Lareine: Good morning. My name is Lareine. I am part of Poverty2Solutions but also part of the Parents, Families and Allies Network, which we call “PFAN”.
Tammy: My name is Tammy Mayes and I’m the co-chair of PFAN.
Lareine: First, can you tell us what PFAN is?
Tammy: We are led by parents who have lived experience of child protection interventions. Our allies include social workers and social work academics. We believe that the current child protection system is oppressive. It doesn’t protect children and it undermines parents. Parents in poverty are judged severely and that is wrong. Poverty is not neglect!

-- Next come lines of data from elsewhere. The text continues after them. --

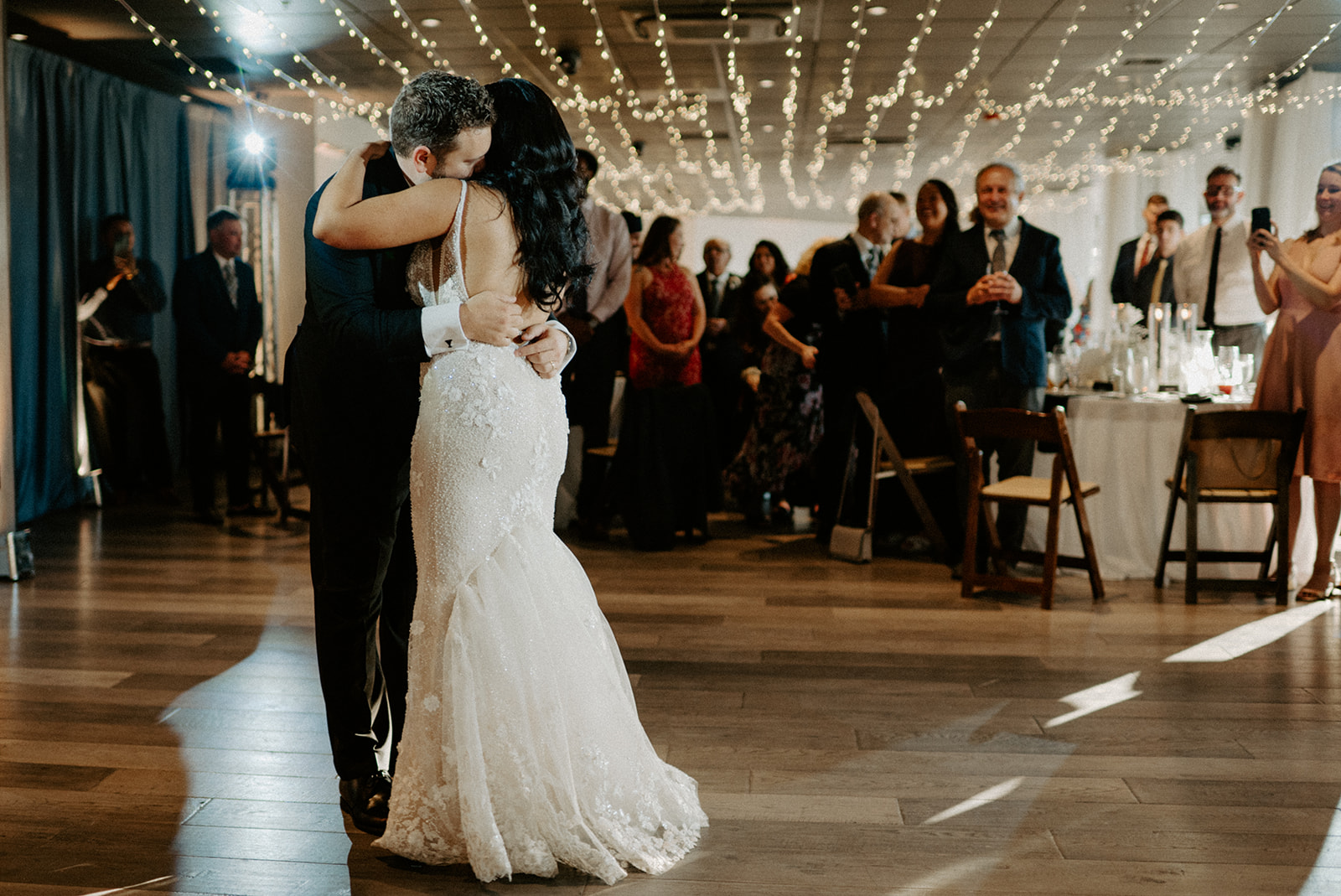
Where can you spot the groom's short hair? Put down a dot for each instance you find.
(433, 109)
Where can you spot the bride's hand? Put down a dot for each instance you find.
(368, 152)
(493, 319)
(545, 348)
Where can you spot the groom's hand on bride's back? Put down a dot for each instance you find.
(491, 317)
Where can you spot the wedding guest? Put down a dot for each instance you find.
(909, 389)
(903, 216)
(664, 462)
(1155, 282)
(721, 355)
(1214, 270)
(852, 339)
(992, 325)
(1136, 254)
(778, 451)
(121, 295)
(597, 322)
(1302, 362)
(219, 324)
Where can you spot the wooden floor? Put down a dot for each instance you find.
(855, 730)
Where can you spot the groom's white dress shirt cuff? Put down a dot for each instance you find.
(442, 328)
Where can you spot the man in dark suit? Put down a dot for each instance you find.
(1136, 254)
(722, 355)
(997, 286)
(853, 341)
(219, 322)
(1155, 282)
(355, 370)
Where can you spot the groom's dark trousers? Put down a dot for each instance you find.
(353, 375)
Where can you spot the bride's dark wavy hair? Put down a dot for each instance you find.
(533, 164)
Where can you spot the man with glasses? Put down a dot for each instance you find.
(1213, 268)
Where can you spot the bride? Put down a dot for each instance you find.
(522, 743)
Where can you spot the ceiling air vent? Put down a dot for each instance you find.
(701, 23)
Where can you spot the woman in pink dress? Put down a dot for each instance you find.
(665, 463)
(1301, 365)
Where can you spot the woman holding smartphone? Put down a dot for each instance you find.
(1301, 366)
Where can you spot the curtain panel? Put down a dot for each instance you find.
(84, 145)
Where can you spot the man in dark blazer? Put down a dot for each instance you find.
(1136, 254)
(722, 355)
(997, 286)
(355, 373)
(852, 344)
(219, 322)
(1155, 282)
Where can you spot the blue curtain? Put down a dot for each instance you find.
(82, 145)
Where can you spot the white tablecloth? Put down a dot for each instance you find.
(1130, 446)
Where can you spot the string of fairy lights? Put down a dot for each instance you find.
(703, 178)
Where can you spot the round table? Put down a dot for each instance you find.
(1130, 447)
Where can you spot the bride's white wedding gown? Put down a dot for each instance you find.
(522, 743)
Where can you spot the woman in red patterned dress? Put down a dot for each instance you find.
(664, 456)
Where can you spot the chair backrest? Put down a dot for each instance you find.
(1242, 448)
(1010, 422)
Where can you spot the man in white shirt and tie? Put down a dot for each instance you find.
(1213, 268)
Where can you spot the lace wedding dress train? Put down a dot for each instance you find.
(522, 746)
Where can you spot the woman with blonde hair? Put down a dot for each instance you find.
(1301, 365)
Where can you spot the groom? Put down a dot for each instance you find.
(355, 370)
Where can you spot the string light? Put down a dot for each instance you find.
(215, 80)
(429, 47)
(382, 60)
(789, 109)
(1148, 129)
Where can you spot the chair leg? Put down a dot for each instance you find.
(1168, 534)
(1088, 549)
(1054, 514)
(1190, 593)
(994, 541)
(976, 510)
(1282, 540)
(1265, 567)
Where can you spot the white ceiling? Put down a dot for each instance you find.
(1064, 86)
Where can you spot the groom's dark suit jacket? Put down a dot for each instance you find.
(965, 329)
(353, 370)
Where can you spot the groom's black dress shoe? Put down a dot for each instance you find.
(365, 800)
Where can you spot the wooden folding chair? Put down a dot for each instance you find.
(1234, 458)
(887, 462)
(1064, 487)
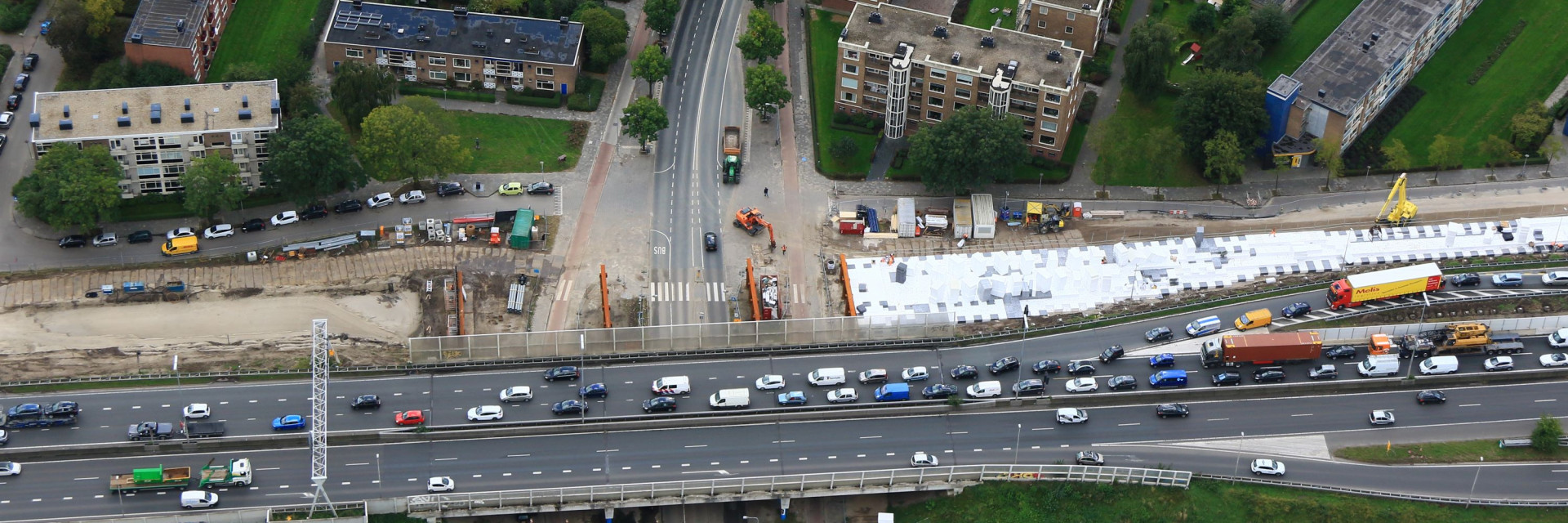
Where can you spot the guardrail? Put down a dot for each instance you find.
(792, 485)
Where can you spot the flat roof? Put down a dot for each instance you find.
(1343, 69)
(510, 38)
(158, 22)
(216, 107)
(918, 29)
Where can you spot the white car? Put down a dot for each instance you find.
(196, 412)
(770, 382)
(1071, 415)
(221, 230)
(1082, 385)
(1267, 467)
(843, 396)
(286, 219)
(485, 413)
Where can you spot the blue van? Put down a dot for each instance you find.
(1205, 325)
(1169, 379)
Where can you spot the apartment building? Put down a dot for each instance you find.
(182, 34)
(1341, 88)
(157, 132)
(439, 46)
(913, 68)
(1076, 22)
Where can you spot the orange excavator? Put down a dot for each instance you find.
(750, 219)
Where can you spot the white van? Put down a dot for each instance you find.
(1440, 364)
(729, 398)
(671, 385)
(823, 378)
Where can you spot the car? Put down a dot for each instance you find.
(196, 412)
(74, 241)
(221, 230)
(1267, 467)
(284, 219)
(1111, 354)
(659, 404)
(1465, 280)
(593, 390)
(1070, 415)
(562, 373)
(1225, 379)
(1167, 410)
(1082, 385)
(378, 201)
(1322, 373)
(485, 413)
(366, 402)
(1431, 398)
(289, 422)
(938, 391)
(569, 407)
(792, 398)
(439, 484)
(843, 396)
(1508, 280)
(1005, 363)
(1121, 383)
(1343, 352)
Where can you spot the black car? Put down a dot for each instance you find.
(659, 404)
(1111, 354)
(1005, 363)
(366, 401)
(1165, 410)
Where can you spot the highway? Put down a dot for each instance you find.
(1126, 436)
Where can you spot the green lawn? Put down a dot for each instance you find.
(262, 32)
(1525, 74)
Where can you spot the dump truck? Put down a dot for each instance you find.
(1261, 349)
(1385, 284)
(156, 478)
(729, 172)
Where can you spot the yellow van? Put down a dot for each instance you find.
(1254, 320)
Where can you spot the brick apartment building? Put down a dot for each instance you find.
(157, 132)
(182, 34)
(434, 46)
(911, 68)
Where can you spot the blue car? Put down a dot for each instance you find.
(289, 422)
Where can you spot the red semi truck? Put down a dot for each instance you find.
(1383, 284)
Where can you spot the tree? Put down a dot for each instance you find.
(212, 184)
(71, 187)
(767, 90)
(399, 143)
(1222, 159)
(968, 150)
(661, 15)
(644, 120)
(763, 40)
(311, 158)
(1152, 49)
(359, 88)
(1220, 100)
(651, 65)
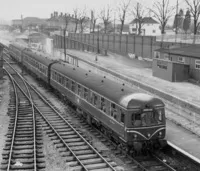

Lareine: The government decided that the children’s social care system needed to be reviewed. Can you tell us about how PFAN has been communicating with the independent care review team?
Tammy: A year ago, we weren’t even sure it would be useful to talk to them because the government might not listen. And we still don’t know what will be in their final report.
But I feel that at the end of the day, you shouldn’t criticise if you haven’t put in the work yourself to try to influence policy decisions.
Lareine: You’re not closing your eyes and ears to people you disagree with. You’ve got to be in it to win it!
Tammy: Exactly! That’s why we’ve spent a year now having many conversations with them. It’s good we’re talking to them because Josh McAlister, the chair of the review, doesn’t have lived experience.
Lareine: Social services still don’t get the difference between poverty and neglect. They come in with a judgement against you. When you’ve been there, it can get really emotional. What has it been like talking to the review team?
Tammy: It can feel a bit funny when you’re talking about something traumatic. Once, I didn’t agree with what they were saying. But I was able to bring the conversation back to our main point. And I’ve always felt listened to.
Roles for parents; roles for allies
Lareine: How do you prepare before talking to the review team?
Tammy: We have a group just for parents. We need our own space with no judgement because some parents can’t speak up to tell people what they’re thinking. So we can be there for each other. Then the parents who can talk will take the points from the whole group to tell others what we’re all thinking.
Lareine: What about the allies in PFAN? What do they do?
Tammy: I know there are other groups where allies treat the people with lived experience in tokenistic ways. But PFAN is different. The allies believe that parents have the capacity to speak for ourselves. They have been there to help parents get our foot in the door to be able to speak to the review team. They also know that parents can be having really tough times and might need a break. They’re fighting for all parents to have a voice.
Lareine: So PFAN has been working on this for a year now and preparing a kind of shadow report. What is the situation now?
Tammy: In February, we published our own report on Children’s Social Care. It’s designed in a format that we knew would be useful for the review team. We made it as professional as possible, and we called our report “The Way Forward” because we see so many solutions to make things better.
Lareine: What kind of solutions?
Tammy: In some local authorities, parents who are dealing with child protection cases can be supported by a parent-to-parent advocate. We’re recommending that this be made mandatory in every local authority because it makes a huge difference to be supported by someone who has their own lived experience.
Lareine: I saw that the BBC and the British Association of Social Workers both took notice of PFAN’s report. That will make it hard for the care review team to ignore it! You are really flying high right now!
Tammy: The other day I got told that my confidence has grown so much, and my passion. It’s true. We’ve all got a story, and there’s so much we need to speak about. When the care review team report comes out, if we see that they haven’t listened to us enough, we might add to our own report. People with lived experience need their voices to be heard.
Lareine: Now before we stop, our job is to ask everyone here a question that we can discuss in small groups. We have heard Tammy talk about the challenge of working with people we might not agree with, and also about how people with lived experience and allies can work together in ways that are not tokenistic. I’d like to know, for others in this room:
When you have the chance to talk to people whose experience and views are different from yours, what do you need to feel able to contribute? What do you think helps to make this kind of conversation work well?